The Amazing Power of Your Cat’s Sense of Smell
Compared to humans, cats have a 14x stronger sense of smell. This is because the cat’s nasal organ has a larger capacity than the human’s and is probably the most important sensory organ of a cat is her nose.
The sense of smell is vital to the survival of cats. In addition to sniffing out food, mates, and enemies, cats also use scent to mark the boundaries of their territories. Scents and odors are the cat’s world.
Smell and food
Kittens are born blind and use their sense of smell to locate their mothers right after birth and latch onto their teats to eat. As a result, a cat’s sense of smell will always lead it to food, even if it is in an unlikely location, such as high tree branches or kitchen cabinets.
Any cat with an active upper respiratory infection or an aging cat with a limited sense of smell may stop eating their food because taste is closely associated with smell. To stimulate its appetite and increase the odor, warming the cat’s food can help.
Smell and reproduction
Cats in heat (in the estrus cycle) exude a powerful sex pheromone that males can smell from a mile away. You’ll appreciate this phenomenon if you’ve witnessed lusting tomcats outside your home while your unspayed female cat tries to escape. It is also possible for female cats to scent out a preferred mate by smelling his territorial markings.
Smell and territory
Male cats mark their territories with urine or pheromones from glands on their faces and feet. Frequently they will travel their territorial boundaries, sniffing at their markings and reapplying when the odor diminishes. As other male cats smell the markings, they will either respect the territory or try to take it over by introducing their scent markings.

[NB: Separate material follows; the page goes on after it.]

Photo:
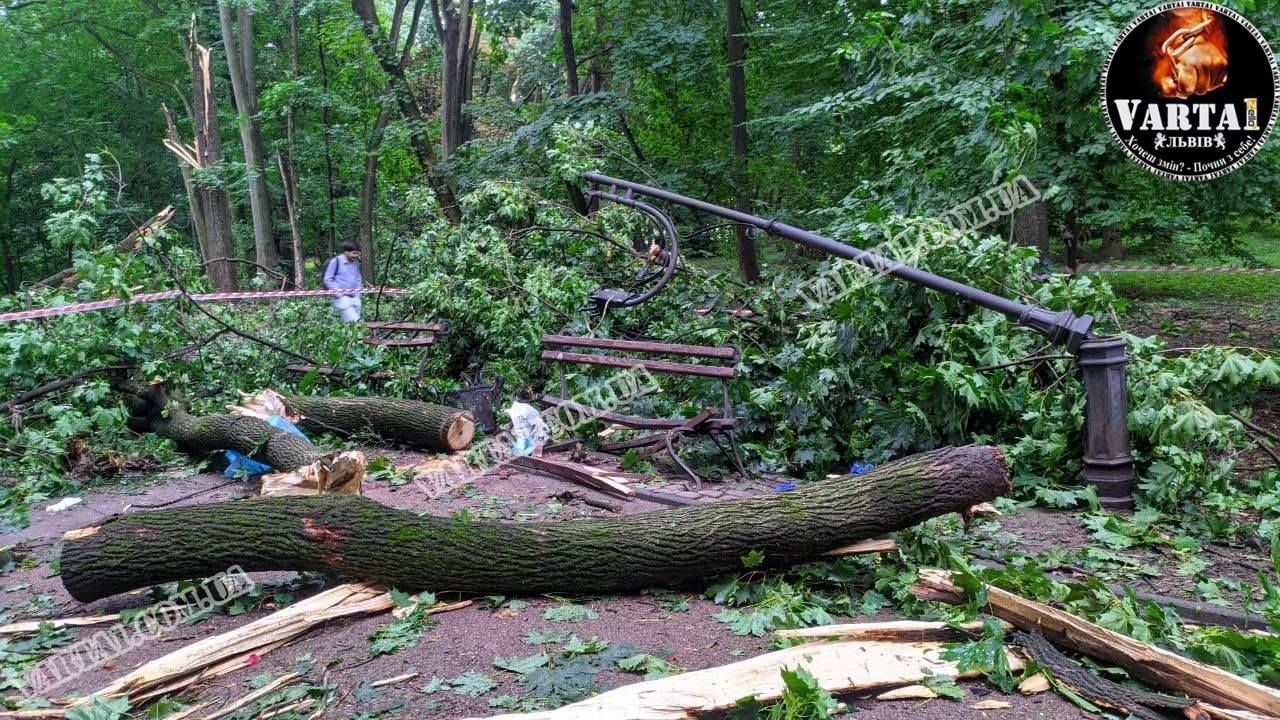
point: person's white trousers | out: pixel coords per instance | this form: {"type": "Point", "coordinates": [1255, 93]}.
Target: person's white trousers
{"type": "Point", "coordinates": [348, 308]}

Have you ever seen a cat enter the outdoors with its head held alert, whiskers twitching, and nostrils wide open? During this stance, the cat sniffs out potential harm and gathers information about recent passersby. With the help of olfactory accessory organs, their nose can tell if another cat has recently ventured near or if there is fish in the delivery truck next door.
The Jacobson’s organ
The vomeronasal organ of cats (as well as snakes and a few other mammals) is also known as Jacobson’s organ. Located in the nasal septum, just above the roof of the mouth, it connects the nasal cavity to the rest of the body. Cats can open Jacobson’s organ ducts by wrinkles and lifting their lips. It is sometimes described as a slightly open-mouthed “smile” when the cat brings air into the Jacobson’s organ, known as the flehmen response. No matter the size or species of a cat, the Jacobson’s organ appears to play a significant role in their sense of smell.

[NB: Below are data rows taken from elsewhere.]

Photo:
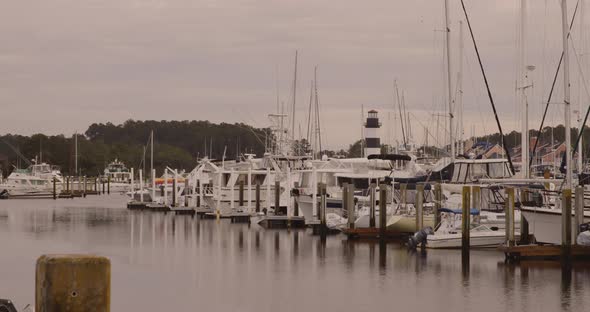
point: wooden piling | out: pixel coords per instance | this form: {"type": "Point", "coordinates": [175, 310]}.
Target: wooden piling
{"type": "Point", "coordinates": [465, 219]}
{"type": "Point", "coordinates": [323, 225]}
{"type": "Point", "coordinates": [295, 200]}
{"type": "Point", "coordinates": [372, 189]}
{"type": "Point", "coordinates": [257, 196]}
{"type": "Point", "coordinates": [277, 197]}
{"type": "Point", "coordinates": [382, 210]}
{"type": "Point", "coordinates": [566, 224]}
{"type": "Point", "coordinates": [579, 211]}
{"type": "Point", "coordinates": [173, 192]}
{"type": "Point", "coordinates": [241, 194]}
{"type": "Point", "coordinates": [437, 203]}
{"type": "Point", "coordinates": [419, 207]}
{"type": "Point", "coordinates": [509, 217]}
{"type": "Point", "coordinates": [75, 283]}
{"type": "Point", "coordinates": [404, 199]}
{"type": "Point", "coordinates": [350, 205]}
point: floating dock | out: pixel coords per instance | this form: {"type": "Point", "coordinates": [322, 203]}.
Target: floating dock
{"type": "Point", "coordinates": [544, 252]}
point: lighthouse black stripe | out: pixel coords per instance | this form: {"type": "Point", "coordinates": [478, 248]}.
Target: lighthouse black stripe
{"type": "Point", "coordinates": [373, 142]}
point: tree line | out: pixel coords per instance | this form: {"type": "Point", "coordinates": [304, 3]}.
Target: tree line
{"type": "Point", "coordinates": [177, 144]}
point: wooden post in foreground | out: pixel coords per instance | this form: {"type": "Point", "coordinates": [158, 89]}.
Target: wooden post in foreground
{"type": "Point", "coordinates": [75, 283]}
{"type": "Point", "coordinates": [465, 220]}
{"type": "Point", "coordinates": [509, 211]}
{"type": "Point", "coordinates": [382, 210]}
{"type": "Point", "coordinates": [566, 225]}
{"type": "Point", "coordinates": [579, 211]}
{"type": "Point", "coordinates": [419, 207]}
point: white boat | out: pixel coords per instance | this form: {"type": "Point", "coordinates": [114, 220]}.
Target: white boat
{"type": "Point", "coordinates": [545, 222]}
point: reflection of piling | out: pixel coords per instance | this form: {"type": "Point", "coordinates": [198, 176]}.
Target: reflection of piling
{"type": "Point", "coordinates": [257, 196]}
{"type": "Point", "coordinates": [437, 203]}
{"type": "Point", "coordinates": [75, 283]}
{"type": "Point", "coordinates": [465, 224]}
{"type": "Point", "coordinates": [419, 207]}
{"type": "Point", "coordinates": [241, 194]}
{"type": "Point", "coordinates": [350, 205]}
{"type": "Point", "coordinates": [382, 210]}
{"type": "Point", "coordinates": [372, 189]}
{"type": "Point", "coordinates": [566, 225]}
{"type": "Point", "coordinates": [579, 210]}
{"type": "Point", "coordinates": [509, 212]}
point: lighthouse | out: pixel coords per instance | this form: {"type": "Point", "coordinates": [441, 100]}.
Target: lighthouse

It depends on the cat’s genetics and basic coloring, whether its nose leather is black or pink. The surface of the nose is tough and leathery, but it is living tissue that can become infected. White and light-colored cats are prone to squamous cancer of the nose and ears, as are all mammals.
Cats frequently exposed to the sun over a long time are more likely to develop this cancer. Veterinarian-approved sunscreens are available that are compounded for use on a cat’s delicate nose and ear tips if it frequently gets sunburned there.